Ich sah so glücklich aus. So unbeschwert fröhlich. Ich war voller Freude und ohne mit der Wimper zu zucken auf diese Tour gegangen. Mein damaliges Ich wusste nicht, was alles auf mich zukommen würde.

Ich schluckte und schluchzte gequält.

Mein gefilmtes Ich redete munter weiter:
„Jetzt gibt es kein Zurück mehr. Wie ihr seht, bin ich schon komplett mit meiner Wintermontur ausgestattet.
Ich weiß nicht, ob ich in den Bergen etwas posten kann. Wenn nicht, bekommt ihr die ganze Geschichte mit allen Einzelheiten und Bildern natürlich in einer Woche nachgeliefert."

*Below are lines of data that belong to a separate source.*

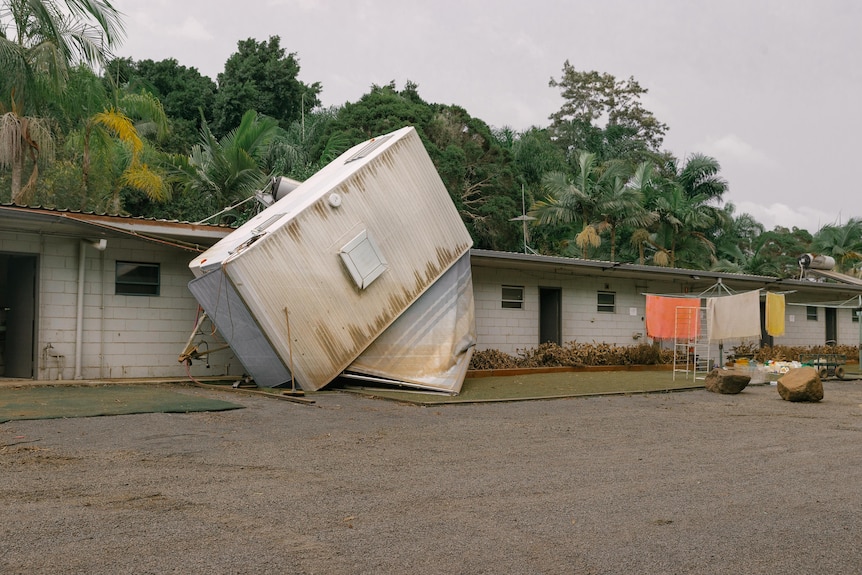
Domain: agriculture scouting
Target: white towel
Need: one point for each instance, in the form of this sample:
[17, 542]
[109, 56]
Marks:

Nein, bekommt ihr nicht. Ich weiß nicht mal, ob ich überhaupt noch etwas posten werde.
Meine Hände verkrampften sich und ich umklammerte das Smartphone noch ein wenig fester.

Für eine Sekunde sagte die Film-Juna nichts.
„Das wird der Wahnsinn!", hatte ich dann noch gequiekt und grinste breiter als die Grinsekatze von Alice im Wunderland.
Das kleine Glitzersteinchen auf dem Zahn funkelte mit meinen dunklen Augen, bei denen man nur schwer von Pupille und Iris unterscheiden konnte, um die Wette.

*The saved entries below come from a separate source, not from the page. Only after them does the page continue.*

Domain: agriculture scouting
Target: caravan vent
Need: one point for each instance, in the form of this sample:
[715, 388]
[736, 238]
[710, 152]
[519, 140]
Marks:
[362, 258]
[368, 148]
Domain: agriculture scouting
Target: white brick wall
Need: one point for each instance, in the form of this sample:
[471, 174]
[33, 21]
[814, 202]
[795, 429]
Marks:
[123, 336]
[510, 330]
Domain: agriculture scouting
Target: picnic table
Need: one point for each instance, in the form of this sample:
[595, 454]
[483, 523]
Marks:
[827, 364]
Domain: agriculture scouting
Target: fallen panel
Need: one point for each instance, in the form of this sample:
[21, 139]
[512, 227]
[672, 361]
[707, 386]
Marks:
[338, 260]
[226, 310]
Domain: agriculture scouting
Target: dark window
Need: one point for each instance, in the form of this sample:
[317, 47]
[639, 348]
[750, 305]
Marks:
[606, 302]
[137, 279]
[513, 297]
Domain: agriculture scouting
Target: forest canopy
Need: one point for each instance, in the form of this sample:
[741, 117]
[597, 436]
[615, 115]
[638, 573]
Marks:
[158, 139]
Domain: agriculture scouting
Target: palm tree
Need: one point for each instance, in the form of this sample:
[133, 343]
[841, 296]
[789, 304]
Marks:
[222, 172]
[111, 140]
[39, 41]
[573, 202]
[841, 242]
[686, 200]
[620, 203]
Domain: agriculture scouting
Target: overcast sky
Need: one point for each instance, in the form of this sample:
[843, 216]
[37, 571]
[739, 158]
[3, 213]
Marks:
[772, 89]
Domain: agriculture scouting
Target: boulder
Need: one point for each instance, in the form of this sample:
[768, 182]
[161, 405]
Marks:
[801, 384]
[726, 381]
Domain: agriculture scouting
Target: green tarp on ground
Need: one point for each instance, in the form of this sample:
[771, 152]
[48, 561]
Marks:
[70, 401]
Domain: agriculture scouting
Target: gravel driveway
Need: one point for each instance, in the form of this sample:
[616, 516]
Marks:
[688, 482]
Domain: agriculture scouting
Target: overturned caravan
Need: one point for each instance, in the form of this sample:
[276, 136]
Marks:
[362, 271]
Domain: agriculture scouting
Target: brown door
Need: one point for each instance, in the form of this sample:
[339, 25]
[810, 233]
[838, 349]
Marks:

Im Hintergrund hörte ich Phillips Stimme, die mich zur Eile angetrieben hatte.
Oh, Phillip!
Ich schlug meine Hand vor den Mund und schluchzte bitterlich. Wir hätten umdrehen sollen. Ich hätte alle davon abhalten sollen. Warum haben wir diese Wanderung nur gemacht?

Ich bekam nur noch mit, wie Film-Juna: „Tschüss, machts gut!" rief und ein Küsschen Richtung Kamera schickte.